Pepkor Trading (Pty) Ltd and the business owned and operated by Good Hope Sales Cape (Pty) Ltd known as Choice Clothing
The Tribunal has unconditionally approved the proposed merger whereby Pepkor Trading (Pty) Ltd (“Pepkor”) intends to acquire the business operated by Good Hope Sales Cape (Pty) Ltd (“Good Hope”) under the brand name Choice Clothing (the "target business") as a going concern. Post-merger, Pepkor will solely control the target business.
The acquiring group (Pepkor and its subsidiaries) is a retailer of clothing, footwear, homeware, furniture, appliances and electronics. Its retail of apparel and household textiles is of relevance to the proposed transaction.
Choice Clothing is a discount retailer that specialises in clothing, footwear, accessories and household textiles.
FPG Holdings (Pty) Ltd and Shoprite Checkers (Pty) Ltd in respect of the immovable property known as Sitari Village Centre
The Tribunal has unconditionally approved the proposed merger in terms of which FPG Holdings (Pty) Ltd (“FPG Holdings”) intends to acquire an immovable property and shopping centre from Shoprite Checkers (Pty) Ltd (“Shoprite”) known as the Sitari Village Centre (the “target property”). Post-merger, FPG Holdings will exercise sole control over the target property.
The FPG Group invests in and owns office, retail, and industrial properties. Its retail properties located in the Western Cape are of relevance to the proposed transaction.
The target property is a retail neighbourhood shopping centre situated in Cape Town.
Amandlamanzi Resources (Pty) Ltd and Mylotex (Pty) Ltd’s Springlake Colliery
The Tribunal has conditionally approved the proposed merger whereby Amandlamanzi Resources (Pty) Ltd (“Amandlamanzi”) intends to acquire all of the assets of Mylotex (Pty) Ltd’s Springlake Colliery. The Tribunal has approved the proposed transaction subject to conditions which address public interest issues.
The acquiring group (Amandlamanzi and the firms controlling it) is a South African mining company.
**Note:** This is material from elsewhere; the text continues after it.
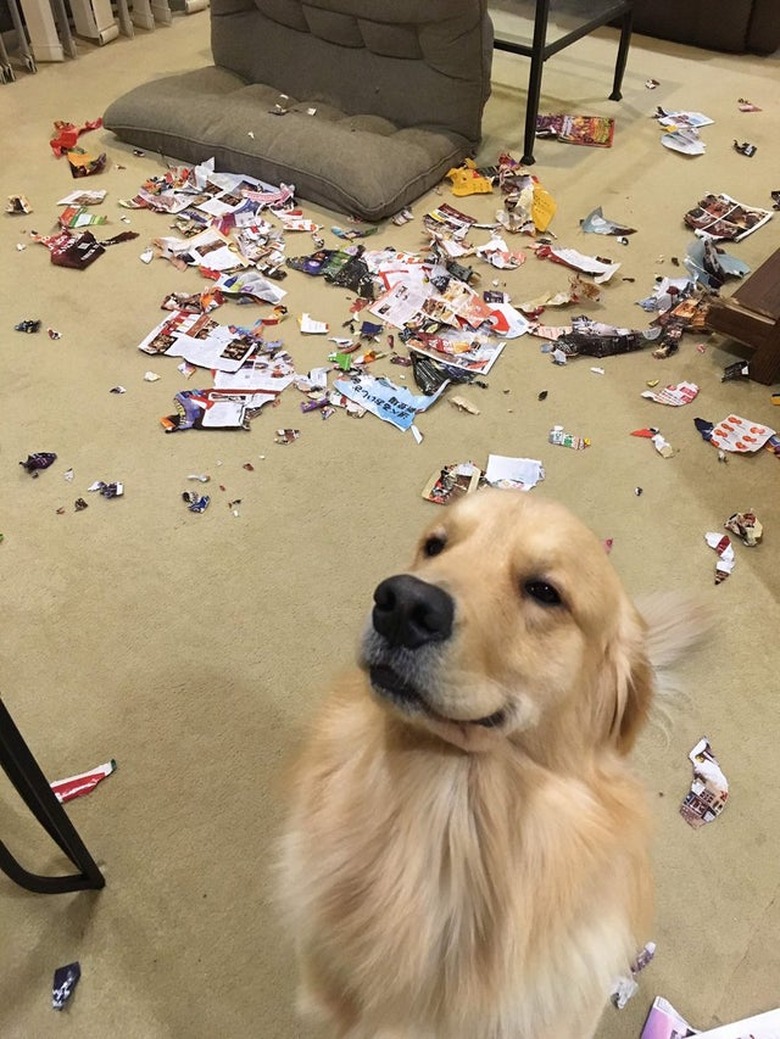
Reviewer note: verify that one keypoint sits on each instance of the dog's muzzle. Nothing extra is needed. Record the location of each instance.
(411, 613)
(402, 648)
Mylotex’s Springlake Colliery is an underground mine located in KwaZulu-Natal.
Bidvest Branded Products Holdings (Pty) Ltd and LK Plating Services (Pty) Ltd, LK Products (Pty) Ltd and Brandco Online (Pty) Ltd
The Tribunal has approved, subject to a condition involving a contractual provision, the proposed merger whereby Bidvest Branded Products Holdings (Pty) Ltd (“Bidvest Branded”) intends to acquire LK Plating Services (Pty) Ltd, LK Products (Pty) Ltd and Brandco Online (Pty) Ltd (the “target firms”). Post-merger, Bidvest Branded will exercise sole control over the target firms.
Bidvest Branded is a wholly owned subsidiary of the Bidvest Group Limited. Relevant to the proposed transaction is the acquiring group’s supply of outdoor cooking equipment and related accessories through Bidvest Branded.
The target firms are active in the manufacturing, selling and marketing of outdoor cooking equipment and related accessories.